Problem and Purpose Statement
Doctoral scholar attrition is presently a key concern confronted by colleges across the US, comprising counselor education and its undesirable impacts are common (Schendel & McCowan, 2016). Doctoral scholar attrition damagingly impacts several areas like;
University Due to the decreased enrollment of students, the university gets a smaller amount tuition fee. It is cheaper and easier to retain doctoral scholars than to follow fresh ones (Astin, 1993). Instead, colleges are compelled to expense expenses and resources (e.g., campus visits, procurement of materials, evaluating applications) and pursuing fresh scholars (Aulck, Velagapudi, Joshua, & Jevin, 2016).
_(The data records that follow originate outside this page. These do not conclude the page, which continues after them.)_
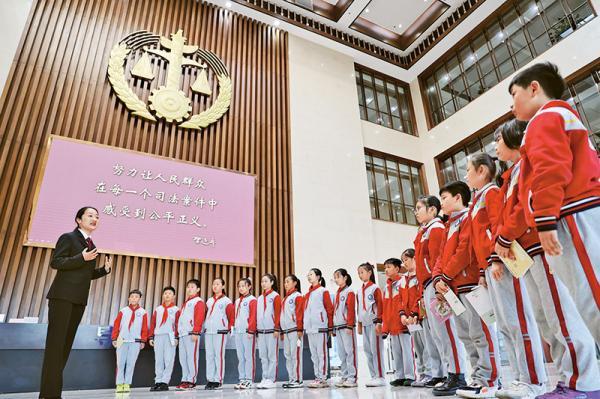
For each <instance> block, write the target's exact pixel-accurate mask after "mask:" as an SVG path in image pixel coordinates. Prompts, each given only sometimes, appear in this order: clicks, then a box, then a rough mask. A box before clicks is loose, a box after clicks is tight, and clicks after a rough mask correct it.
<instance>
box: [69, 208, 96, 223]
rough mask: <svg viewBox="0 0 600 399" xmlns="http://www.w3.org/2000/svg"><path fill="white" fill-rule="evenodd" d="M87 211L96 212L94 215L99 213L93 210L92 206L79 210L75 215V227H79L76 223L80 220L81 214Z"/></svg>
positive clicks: (95, 209)
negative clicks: (94, 211)
mask: <svg viewBox="0 0 600 399" xmlns="http://www.w3.org/2000/svg"><path fill="white" fill-rule="evenodd" d="M88 209H93V210H95V211H96V213H100V212H98V209H96V208H94V207H93V206H84V207H82V208H79V210H78V211H77V213H76V214H75V224H76V225H77V227H79V223H77V219H81V218H82V217H83V214H84V213H85V211H87V210H88Z"/></svg>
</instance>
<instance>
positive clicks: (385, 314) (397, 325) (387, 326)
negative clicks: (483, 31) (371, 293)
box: [382, 274, 407, 335]
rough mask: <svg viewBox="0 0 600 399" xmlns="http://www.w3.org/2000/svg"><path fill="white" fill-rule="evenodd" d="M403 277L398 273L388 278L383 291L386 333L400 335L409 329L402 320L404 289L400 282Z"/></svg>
mask: <svg viewBox="0 0 600 399" xmlns="http://www.w3.org/2000/svg"><path fill="white" fill-rule="evenodd" d="M401 279H402V277H401V276H400V275H399V274H398V275H396V276H394V277H392V278H388V279H387V280H386V286H385V290H384V292H383V328H382V331H383V333H384V334H390V335H398V334H400V333H404V332H406V331H407V328H406V326H405V325H403V324H402V323H401V322H400V304H401V303H402V290H401V289H400V284H401V281H400V280H401Z"/></svg>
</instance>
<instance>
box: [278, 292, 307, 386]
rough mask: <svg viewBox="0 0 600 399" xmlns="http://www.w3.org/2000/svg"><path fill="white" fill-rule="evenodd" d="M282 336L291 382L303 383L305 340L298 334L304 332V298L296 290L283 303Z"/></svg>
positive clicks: (288, 373)
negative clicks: (303, 363) (302, 371)
mask: <svg viewBox="0 0 600 399" xmlns="http://www.w3.org/2000/svg"><path fill="white" fill-rule="evenodd" d="M279 323H280V327H281V334H282V336H283V353H284V355H285V365H286V368H287V372H288V379H289V381H290V382H296V383H302V379H303V378H302V351H303V347H304V340H303V338H299V337H298V332H303V330H304V297H303V296H302V294H301V293H299V292H298V291H296V290H291V291H288V292H287V293H286V296H285V298H283V300H282V301H281V318H280V321H279Z"/></svg>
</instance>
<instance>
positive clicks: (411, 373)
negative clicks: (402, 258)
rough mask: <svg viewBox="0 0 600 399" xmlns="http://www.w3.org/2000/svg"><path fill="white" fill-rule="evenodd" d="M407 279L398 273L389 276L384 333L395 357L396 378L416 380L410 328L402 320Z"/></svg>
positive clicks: (384, 316) (384, 306)
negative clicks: (402, 322) (402, 276)
mask: <svg viewBox="0 0 600 399" xmlns="http://www.w3.org/2000/svg"><path fill="white" fill-rule="evenodd" d="M403 284H406V280H405V279H404V278H403V277H402V276H400V275H397V276H395V277H393V278H388V279H387V281H386V287H385V290H384V292H383V328H382V331H383V334H384V335H387V336H388V337H389V340H390V347H391V351H392V356H393V358H394V376H395V378H394V380H406V379H410V380H414V379H415V369H414V364H413V358H414V355H413V351H412V343H411V339H410V334H409V333H408V329H407V328H406V326H404V325H403V324H402V323H401V322H400V306H401V303H402V299H401V295H402V287H403Z"/></svg>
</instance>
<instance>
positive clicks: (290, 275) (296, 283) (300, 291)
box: [284, 274, 302, 293]
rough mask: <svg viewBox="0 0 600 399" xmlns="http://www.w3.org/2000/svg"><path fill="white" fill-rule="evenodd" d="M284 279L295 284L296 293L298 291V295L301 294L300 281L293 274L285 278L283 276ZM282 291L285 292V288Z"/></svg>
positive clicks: (295, 276)
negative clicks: (288, 280) (294, 283)
mask: <svg viewBox="0 0 600 399" xmlns="http://www.w3.org/2000/svg"><path fill="white" fill-rule="evenodd" d="M285 278H289V279H291V280H292V281H293V282H294V283H296V291H298V292H299V293H302V290H301V289H300V279H299V278H298V277H297V276H296V275H295V274H288V275H287V276H285ZM284 291H285V287H284Z"/></svg>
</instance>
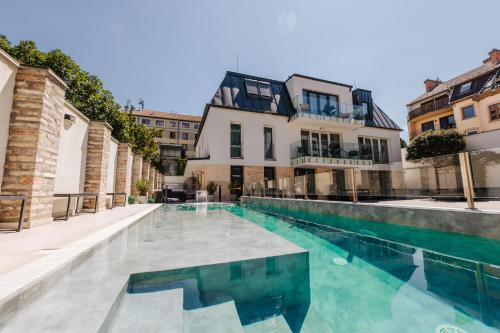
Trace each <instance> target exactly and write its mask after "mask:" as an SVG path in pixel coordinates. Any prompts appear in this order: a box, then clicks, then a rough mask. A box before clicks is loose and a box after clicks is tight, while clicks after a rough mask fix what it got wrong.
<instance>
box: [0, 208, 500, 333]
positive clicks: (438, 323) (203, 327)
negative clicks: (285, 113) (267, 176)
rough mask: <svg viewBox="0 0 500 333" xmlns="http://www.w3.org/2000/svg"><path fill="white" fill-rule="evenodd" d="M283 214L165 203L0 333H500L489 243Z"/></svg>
mask: <svg viewBox="0 0 500 333" xmlns="http://www.w3.org/2000/svg"><path fill="white" fill-rule="evenodd" d="M286 213H287V212H282V211H279V212H272V211H271V212H268V213H263V212H260V211H256V210H254V209H252V208H251V207H242V206H239V205H230V204H227V205H219V204H209V205H194V204H186V205H165V206H163V207H161V208H160V209H158V210H157V211H156V212H154V213H152V214H150V215H149V216H147V217H145V218H143V219H141V220H140V221H138V222H137V223H135V224H134V225H132V226H130V227H129V228H127V229H126V230H124V231H123V232H122V233H121V234H120V235H117V236H115V237H113V238H112V239H110V240H109V241H107V242H106V243H105V244H103V245H102V246H101V247H100V248H98V249H95V250H93V251H92V252H90V253H88V254H86V255H85V258H81V259H80V260H78V262H75V263H74V264H72V265H71V267H70V269H68V271H67V273H66V274H65V275H64V278H62V279H61V280H59V281H47V282H46V283H45V284H44V287H43V288H42V287H40V288H39V289H47V290H43V292H42V291H40V295H39V296H37V297H36V299H34V300H33V301H30V302H29V304H26V305H23V307H22V311H18V312H17V313H15V314H13V315H12V316H11V317H9V318H8V320H7V321H5V322H2V320H1V319H0V331H2V332H3V331H5V332H20V331H33V328H36V329H35V331H50V332H53V331H68V332H70V331H71V332H88V331H100V332H124V331H130V332H132V331H138V330H139V328H140V329H141V330H142V331H144V332H149V331H158V330H161V331H166V332H184V333H188V332H204V333H208V332H249V333H251V332H367V331H368V332H442V333H444V332H457V333H458V332H468V333H473V332H474V333H475V332H498V331H499V328H500V242H498V241H494V240H488V239H482V238H477V237H467V236H462V235H455V234H446V233H443V232H435V231H428V230H421V229H416V228H408V227H402V226H397V225H386V224H381V223H373V222H369V221H359V220H353V219H348V218H341V217H335V216H323V215H319V214H318V215H315V214H310V215H304V214H302V215H301V216H291V217H290V216H287V215H288V214H286ZM292 215H293V214H292ZM264 229H265V230H264ZM266 230H267V231H266ZM269 232H271V233H269ZM271 236H272V237H271ZM278 236H279V237H278ZM290 242H291V243H290ZM292 243H293V244H292ZM304 249H305V250H307V252H305V251H304ZM238 258H248V259H245V260H240V259H238Z"/></svg>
Student Since getting a doctorate is an expensive and lengthy effort. Scholars who drop out are possible to get a copious total of amount overdue without the compromise of a new money-spinning career (Thomas, 2002). Moreover, these doctoral scholars characteristically experience an emotional fee, for example, shattered intellects of self-respect and depression after pulling out of the degree (Crawford, Randolph, & Rosenstein, 2016). Don't use plagiarised sources.Get your custom essay just from $11/page
These concerns associated with different parties affecting doctoral scholars’ attrition rate demonstrated that there is a requirement for a decent mechanism that requires to be adopted and developed by higher education institutions in the US to help overcome the concern of scholar attrition to the increase of number of students dropped out (Willis & Carmichael, 2011). Therefore, this research mainly aims to investigate the effectiveness of machine learning and AI-based predictive models for holistic prediction of scholar attrition in these institutions (Braxton & Lien, 2000). It likewise gets to the core of the knowledge and experiences of doctoral scholars withdrawing from their Ph.D. programs across the nation (Craddock, Birnbaum, Rodriguez, Cobb, & Zeeh, 2011).
Research Questions
The proposed dissertation research utilizes “attribution theory” to consider the following research questions:
- What made undergraduate scholars willingly withdraw from doctoral degree programs in higher educational institutions in the US? (Gardner, 2008)
- What are the significant machine learning techniques used to predict doctoral students’ retention significantly? (Gardner, 2008)
- Is any there is any gender variation in drop out?
- Role of Cumulative GPA in drop out scenarios?
- Is any financial assistance plays a crucial role in drop out?
- Is any ethnicity difference in dropouts
- Are there any factors associated with institutions like institution ranking, location, and other academic characteristics
- Any personal factors like marriage, kids associated with dropouts.
- Which Machine Learning model gives best prediction in terms of accuracy
Research Method
Quantitative Method
Requirements –
- 1) APA style
- 2) Scholarly references
- 3) In-text citations for every argument.